Prime numbers, the Extended Euclidean Algorithm, and the GCD
  |   Source

Prime Numbers, the Extended Euclidean Algorithm, and the GCD

This is the second post in a short series on the RSA algorithm. The first post was an overview of modular arithmetic, and this article will attempt to cover a few more ideas needed before we dig into the weeds of the algorithm. It may seem like I am jumping around a bit, but I think this highlights the brilliance of Rivest, Shamir, and Adleman. They were able to compose an algorithm from pieces that may not seem immediately related to one another.

A note on studying

I skipped some important points in the last article hoping to spark a few people's interest. I will continue with the goal of keeping the writing light, but we do have to work with a few important theorems and definitions along the way. Some of the best math advice I ever heard or read is that whenever you are faced with a Definition or a Theorem, stop what you are doing and write down some examples! "The Math Sorcerer" has a great video about self-study on YouTube.

More review

Formally speaking, the Division Algorithm is the basis of modular arithmetic. This may feel pedantic, but the aim is to build our argument in small, clear steps.

Definition: Division Algorithm

For all integers $a$ and $m$ with $m>0$, there exist unique integers $q$ and $r$ such that $$a=mq+r$$ where $0≤r<m$ (Cummings 2022).

A bar or "pipe" is used to mean divides. For example, if you see $3|6$, this means that 3 divides 6. A bar with a slash across it means doesn't divide. $3\nmid 7$. One integer divides another only if the remainder is zero.

Theorem: Modular arithmetic

For integers $a$,$r$, and $m$, it is said that $a$ is congruent to $r$ modulo $m$, and one writes $a \equiv r \pmod m$, if $m|(a−r)$ (Cummings 2022).

This concept should be familiar if you read my last article. The new piece here is the idea of congruency.

Equivalent, but not equal

You will see the word "congruent" in almost any article about the mathematical machinery of the RSA algorithm. We all know that 4 is not equal to 16. But what about our $\pmod{12}$ number system? We can exchange them in equations and get the same result. This is what it means to be congruent. In a modular system, we say that 4 is congruent to 16 in $\pmod{12}$. This is a good point to stop and write down some examples of your own!

Prime numbers

I hope you aren't bored yet! Number theory begins with many of the ideas you were taught about whole numbers as a child. Prime numbers play a key role in RSA. What does it mean to be prime? Prime numbers are the "atoms" of the integers; they compose all other integers. I have a bag of small wooden cubes that I have used when teaching my kids math. A prime number is a number that can only be arranged in a line. Composite numbers can be built as rectangles, squares or 3-dimensional combinations of squares and rectangles.

Homework

I leave prime factorization and a formal definition of primes as an exercise for the reader.
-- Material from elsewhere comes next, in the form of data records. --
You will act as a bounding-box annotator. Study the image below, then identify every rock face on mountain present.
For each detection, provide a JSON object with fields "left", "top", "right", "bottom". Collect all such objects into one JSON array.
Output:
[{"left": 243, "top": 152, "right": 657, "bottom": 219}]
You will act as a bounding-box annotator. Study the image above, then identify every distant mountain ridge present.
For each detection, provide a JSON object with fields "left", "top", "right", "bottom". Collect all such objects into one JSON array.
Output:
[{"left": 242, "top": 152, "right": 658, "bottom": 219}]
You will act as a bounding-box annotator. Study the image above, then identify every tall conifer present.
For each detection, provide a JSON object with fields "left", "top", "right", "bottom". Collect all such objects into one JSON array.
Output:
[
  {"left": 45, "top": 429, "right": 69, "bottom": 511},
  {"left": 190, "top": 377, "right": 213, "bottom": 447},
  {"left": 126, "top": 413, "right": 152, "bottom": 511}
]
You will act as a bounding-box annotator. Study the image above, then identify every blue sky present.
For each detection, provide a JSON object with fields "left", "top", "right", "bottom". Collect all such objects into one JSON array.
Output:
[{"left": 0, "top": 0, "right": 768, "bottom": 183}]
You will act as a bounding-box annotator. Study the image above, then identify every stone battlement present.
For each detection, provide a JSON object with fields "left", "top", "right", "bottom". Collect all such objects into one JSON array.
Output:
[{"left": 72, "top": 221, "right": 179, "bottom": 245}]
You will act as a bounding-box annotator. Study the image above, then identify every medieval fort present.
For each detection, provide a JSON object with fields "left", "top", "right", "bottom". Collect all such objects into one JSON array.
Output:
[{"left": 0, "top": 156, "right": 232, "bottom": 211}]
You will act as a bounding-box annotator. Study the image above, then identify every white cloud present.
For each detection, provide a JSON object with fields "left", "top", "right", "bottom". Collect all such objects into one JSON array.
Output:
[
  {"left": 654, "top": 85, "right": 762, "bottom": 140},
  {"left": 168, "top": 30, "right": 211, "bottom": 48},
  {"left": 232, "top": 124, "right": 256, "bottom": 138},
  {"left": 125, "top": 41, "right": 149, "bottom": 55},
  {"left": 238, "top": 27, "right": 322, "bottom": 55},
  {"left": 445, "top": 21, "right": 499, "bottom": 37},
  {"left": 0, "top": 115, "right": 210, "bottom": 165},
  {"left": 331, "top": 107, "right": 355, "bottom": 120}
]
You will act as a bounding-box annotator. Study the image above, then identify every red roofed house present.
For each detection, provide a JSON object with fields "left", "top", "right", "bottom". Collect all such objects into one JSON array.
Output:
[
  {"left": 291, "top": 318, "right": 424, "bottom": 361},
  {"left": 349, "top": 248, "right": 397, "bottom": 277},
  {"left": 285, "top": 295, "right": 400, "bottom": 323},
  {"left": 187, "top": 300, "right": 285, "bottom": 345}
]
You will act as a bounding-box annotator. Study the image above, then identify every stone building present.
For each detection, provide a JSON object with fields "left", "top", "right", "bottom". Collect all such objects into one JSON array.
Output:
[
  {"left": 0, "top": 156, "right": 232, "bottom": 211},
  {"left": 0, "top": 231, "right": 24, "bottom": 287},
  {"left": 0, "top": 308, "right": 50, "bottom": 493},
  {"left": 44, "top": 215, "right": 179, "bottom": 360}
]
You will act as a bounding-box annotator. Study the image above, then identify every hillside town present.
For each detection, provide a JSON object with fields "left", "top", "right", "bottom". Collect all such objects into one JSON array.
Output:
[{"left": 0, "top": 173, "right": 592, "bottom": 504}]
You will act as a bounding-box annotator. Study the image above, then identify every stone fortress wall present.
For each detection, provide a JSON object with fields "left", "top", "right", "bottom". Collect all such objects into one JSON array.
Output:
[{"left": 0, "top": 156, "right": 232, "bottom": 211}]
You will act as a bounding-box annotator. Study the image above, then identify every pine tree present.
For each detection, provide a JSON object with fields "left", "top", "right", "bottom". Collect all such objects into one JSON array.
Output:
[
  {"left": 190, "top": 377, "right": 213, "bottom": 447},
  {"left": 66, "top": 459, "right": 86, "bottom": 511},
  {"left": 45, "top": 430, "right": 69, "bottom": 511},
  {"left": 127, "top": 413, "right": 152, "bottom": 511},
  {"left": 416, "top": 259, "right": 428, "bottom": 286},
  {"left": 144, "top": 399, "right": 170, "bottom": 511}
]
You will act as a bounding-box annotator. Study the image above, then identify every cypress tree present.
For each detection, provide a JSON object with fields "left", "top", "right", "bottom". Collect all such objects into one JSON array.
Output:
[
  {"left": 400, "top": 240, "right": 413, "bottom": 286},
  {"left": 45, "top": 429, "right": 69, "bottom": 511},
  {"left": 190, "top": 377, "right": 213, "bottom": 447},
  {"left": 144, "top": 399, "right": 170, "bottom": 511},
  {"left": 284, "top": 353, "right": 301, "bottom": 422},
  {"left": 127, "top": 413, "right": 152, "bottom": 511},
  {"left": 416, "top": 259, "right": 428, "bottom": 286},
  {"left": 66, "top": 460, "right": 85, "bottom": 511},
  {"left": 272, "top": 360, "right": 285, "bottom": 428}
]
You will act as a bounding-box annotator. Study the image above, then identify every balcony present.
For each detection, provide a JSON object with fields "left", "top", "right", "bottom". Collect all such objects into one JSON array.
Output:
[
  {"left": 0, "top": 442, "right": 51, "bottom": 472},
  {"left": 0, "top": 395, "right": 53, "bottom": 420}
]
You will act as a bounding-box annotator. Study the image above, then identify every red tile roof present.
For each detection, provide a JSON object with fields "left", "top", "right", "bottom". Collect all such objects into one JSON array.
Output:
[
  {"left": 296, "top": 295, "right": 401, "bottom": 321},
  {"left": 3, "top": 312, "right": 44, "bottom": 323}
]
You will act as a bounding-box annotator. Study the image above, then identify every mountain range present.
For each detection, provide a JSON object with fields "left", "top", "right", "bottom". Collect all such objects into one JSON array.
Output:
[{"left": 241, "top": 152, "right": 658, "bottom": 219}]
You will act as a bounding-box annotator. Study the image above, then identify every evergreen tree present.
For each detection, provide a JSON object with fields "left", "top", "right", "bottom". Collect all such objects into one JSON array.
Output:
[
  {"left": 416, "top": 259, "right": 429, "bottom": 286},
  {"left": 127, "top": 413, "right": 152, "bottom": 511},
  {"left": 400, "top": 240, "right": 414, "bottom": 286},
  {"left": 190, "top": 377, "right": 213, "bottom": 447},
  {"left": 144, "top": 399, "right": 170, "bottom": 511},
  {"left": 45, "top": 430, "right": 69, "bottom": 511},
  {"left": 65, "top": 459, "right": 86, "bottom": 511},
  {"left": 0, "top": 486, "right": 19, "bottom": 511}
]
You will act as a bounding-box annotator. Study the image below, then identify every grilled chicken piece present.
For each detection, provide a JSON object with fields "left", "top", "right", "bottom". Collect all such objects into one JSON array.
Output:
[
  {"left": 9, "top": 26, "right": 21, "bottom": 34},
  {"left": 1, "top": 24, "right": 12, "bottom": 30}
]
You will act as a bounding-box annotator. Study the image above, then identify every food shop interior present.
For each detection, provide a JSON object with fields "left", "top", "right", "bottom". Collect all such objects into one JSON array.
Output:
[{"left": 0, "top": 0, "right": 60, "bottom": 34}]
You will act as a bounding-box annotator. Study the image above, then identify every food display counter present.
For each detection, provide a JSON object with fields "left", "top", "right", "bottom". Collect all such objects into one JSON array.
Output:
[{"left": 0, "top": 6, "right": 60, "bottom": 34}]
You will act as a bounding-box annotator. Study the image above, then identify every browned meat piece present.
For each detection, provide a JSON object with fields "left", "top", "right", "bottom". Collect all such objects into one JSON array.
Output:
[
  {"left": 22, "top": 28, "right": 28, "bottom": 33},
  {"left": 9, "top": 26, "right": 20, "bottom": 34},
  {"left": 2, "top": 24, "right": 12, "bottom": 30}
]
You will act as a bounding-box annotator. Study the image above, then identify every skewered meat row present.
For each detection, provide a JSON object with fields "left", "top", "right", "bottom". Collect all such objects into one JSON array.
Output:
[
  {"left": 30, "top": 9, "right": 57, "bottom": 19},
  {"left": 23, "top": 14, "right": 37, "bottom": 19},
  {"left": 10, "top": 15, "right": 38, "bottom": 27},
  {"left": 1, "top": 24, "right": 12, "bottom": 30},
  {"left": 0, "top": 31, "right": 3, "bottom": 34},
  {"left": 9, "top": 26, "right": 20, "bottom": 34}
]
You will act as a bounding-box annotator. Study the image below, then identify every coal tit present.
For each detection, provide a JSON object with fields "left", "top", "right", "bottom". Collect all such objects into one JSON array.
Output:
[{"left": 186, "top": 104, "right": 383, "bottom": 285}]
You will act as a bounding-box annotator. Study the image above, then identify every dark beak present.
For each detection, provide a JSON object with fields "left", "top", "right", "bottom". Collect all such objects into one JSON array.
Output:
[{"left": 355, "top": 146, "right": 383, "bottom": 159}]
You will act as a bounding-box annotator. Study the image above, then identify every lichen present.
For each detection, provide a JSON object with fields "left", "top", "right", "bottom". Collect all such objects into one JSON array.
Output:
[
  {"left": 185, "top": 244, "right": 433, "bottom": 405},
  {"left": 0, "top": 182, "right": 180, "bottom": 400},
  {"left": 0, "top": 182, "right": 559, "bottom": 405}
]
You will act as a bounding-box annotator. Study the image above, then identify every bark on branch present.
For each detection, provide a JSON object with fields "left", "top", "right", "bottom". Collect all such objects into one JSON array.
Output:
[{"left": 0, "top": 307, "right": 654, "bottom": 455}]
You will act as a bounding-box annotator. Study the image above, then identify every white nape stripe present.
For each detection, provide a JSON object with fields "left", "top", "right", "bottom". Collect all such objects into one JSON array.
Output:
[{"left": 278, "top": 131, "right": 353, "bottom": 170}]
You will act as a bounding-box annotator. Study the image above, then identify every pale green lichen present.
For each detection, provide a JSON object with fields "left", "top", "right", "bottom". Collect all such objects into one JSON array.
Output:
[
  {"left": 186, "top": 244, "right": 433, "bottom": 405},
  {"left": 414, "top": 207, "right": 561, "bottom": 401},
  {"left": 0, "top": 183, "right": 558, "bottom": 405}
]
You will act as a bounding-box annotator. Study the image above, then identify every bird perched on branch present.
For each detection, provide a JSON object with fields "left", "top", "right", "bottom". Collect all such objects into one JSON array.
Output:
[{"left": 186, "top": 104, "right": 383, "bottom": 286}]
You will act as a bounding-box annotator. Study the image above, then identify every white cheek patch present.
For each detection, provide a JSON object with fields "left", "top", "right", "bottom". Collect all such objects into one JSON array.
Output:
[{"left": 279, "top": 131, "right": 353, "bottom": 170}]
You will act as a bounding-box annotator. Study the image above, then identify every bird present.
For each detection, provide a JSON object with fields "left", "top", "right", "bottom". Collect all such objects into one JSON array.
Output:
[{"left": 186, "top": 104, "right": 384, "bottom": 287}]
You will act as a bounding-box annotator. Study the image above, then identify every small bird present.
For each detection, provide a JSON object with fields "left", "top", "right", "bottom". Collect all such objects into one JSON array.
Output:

If you are a programmer, write an implementation of the Sieve of Eratosthenes in your favorite language. Want an old-school challenge? Write it in awk.

GCD

Theorem: Greatest common divisor

Let $a$ and $b$ be integers. If $c|a$ and $c|b$ ,then $c$ is said to be a common divisor of $a$ and $b$. The greatest common divisor of $a$ and $b$ is the largest integer $d$ such that $d|a$ and $d|b$. This number is denoted $gcd(a,b)$ (Cummings 2022).

This should be more grade school maths.

  • $\gcd(20, 24) = 4$
  • $\gcd(28, 35) = 7$

Co-prime numbers

Two numbers are called "co-prime" if they only have 1 as a common divisor. In other words, their GCD = 1. Some examples of co-prime pairs:

  • 7, 13
  • 24, 71
  • 112341234120042, 112341234120043

Take a look at that last one and notice that they differ by 1. Take a moment and convince yourself that any two integers with a difference of 1 are co-prime. Are you convinced?

Homework

Use this fact to explore one of the earliest proofs that there are an infinite number of primes!

Euler's totient function

Euler

This guy shows up everywhere in math, doesn't he?!

Euler's totient function is also known as the Euler $\phi$-function. Don't let the names spook you away; the concept is straightforward.

We are interested in how many numbers are co-prime with a number. This calls for examples. Think of the function as the length of a list.

  • $\phi(7) = 6$ because 1, 2, 3, 4, 5, 6 are co-prime with 7; $\gcd(7, 1..6) = 1$.

$\phi$ of any prime number is equal to $p - 1$ by the definition of a prime number (you looked that up, earlier, right?).

  • $\phi(11) = 10$
  • $\phi(65537) = 65536$, AKA $(2^{16} + 1)$ and $2^{16}$ for you programmers.

Composite numbers are a little trickier. We have to perform a prime factorization and eliminate numbers with any common factors $\ne$ 1 (because 1 is a divisor of all integers).

  • $\phi(24) = 8$ because 1, 5, 7, 11, 13, 17, 19, 23 are co-prime with 24.

Again, 8 is the length of this list.

This topic will be new to many of you without much college-level math, even former engineering students. It is not horribly complicated at first sight, but my brain exploded when I saw it used in other formulas... Spoiler alert, we will see it used in another formula!

Prime factorization

The strength of RSA depends solely on the ability to factor large numbers. Quantum computers could theoretically provide a huge increase in our ability to factor these numbers, and efforts are underway by governments, academic institutions, and corporations to find replacement algorithms that are "post-quantum" safe. If you want to know more about this, do a search for Peter Shor's algorithm. The NIST (USA) has already chosen one key exchange suite called Kyber. As of this writing, it has not been standardized, but companies such as Google and Cloudflare are fast at work deploying it across their networks (articles linked in their names). We don't have scalable quantum computers today, but there is a real threat that encrypted conversations recorded on the internet now could be decrypted in a decade or two.

Bézout's identity

Étienne Bézout

We need one more theorem before I wrap up with the Euclidean algorithm. This theorem is very important to the inner machinery of RSA, so make sure you play with it and understand how it works.

Theorem: Bézout's identity

If $a$ and $b$ are positive integers, then there exist integers $k$ and $l$ such that $\gcd(a,b) =ak+bl$ (Cummings 2022).

Note that $k$ and $l$ aren't necessarily positive. Given $\gcd(28, 35) = 7$, how do we find $k$ and $l$? In this case, simple inspection tells us that $k=-1$ and $l=1$, thus

$$\gcd(28, 35)=(-1)(28) + (1)(35) = 7$$

Do you think $k$ and $l$ are unique? Existence and uniqueness questions appear frequently in the study of mathematics.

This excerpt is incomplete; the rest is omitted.